At the latest city council meeting on December 5, Mr. Kessler brought forward an online petition with 900 signatures demanding that the city council remove Mr. Bellamy from his seat, but Charlottesville Mayor Mike Signer said that the council has no legal authority to remove a sitting councilman. The rest of the council is strongly backing Mr. Bellamy. Councilor Bob Fenwick pledged not to waver in his support for Bellamy, despite what he called Mr. Kessler’s “virtual mob” demanding his resignation.
When the controversy first broke, Mayor Signer said in a statement that Mr. Bellamy should consider whether it was appropriate for him to hold the position of vice mayor, or even remain in public office at all. However, at the December 5 council meeting, Mayor Signer backtracked, saying “I believe in second chances.”
Mr. Kessler’s attendance at the meeting was met with protesters carrying signs that read, “Stop alt-right hate,” and one attendee called him a white supremacist. Mr. Kessler brushed off the attacks. The protestors “don’t even know what alt-right is,” he said. A former progressive, he says he abandoned the Left because of its “anti-white and anti-male politics and rhetoric.”

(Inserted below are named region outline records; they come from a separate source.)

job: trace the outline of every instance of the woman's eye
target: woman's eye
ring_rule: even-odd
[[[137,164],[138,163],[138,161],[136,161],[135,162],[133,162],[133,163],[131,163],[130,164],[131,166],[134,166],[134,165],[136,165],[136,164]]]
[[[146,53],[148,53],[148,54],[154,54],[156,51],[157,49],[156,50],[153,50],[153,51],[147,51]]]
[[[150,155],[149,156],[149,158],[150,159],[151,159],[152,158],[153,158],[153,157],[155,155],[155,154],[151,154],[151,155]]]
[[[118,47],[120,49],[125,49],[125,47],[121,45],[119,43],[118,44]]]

Now Mr. Kessler has started a petition that would have a legally binding effect. If he can get the signatures of 527 Charlottesville residents—an estimated 10 percent of the votes cast for Bellamy in the latest city council election—the councilman would be forced into court to answer a charge of “misuse of office.”
“We will get there,” Mr. Kessler told American Renaissance. “It’s just a matter of time.”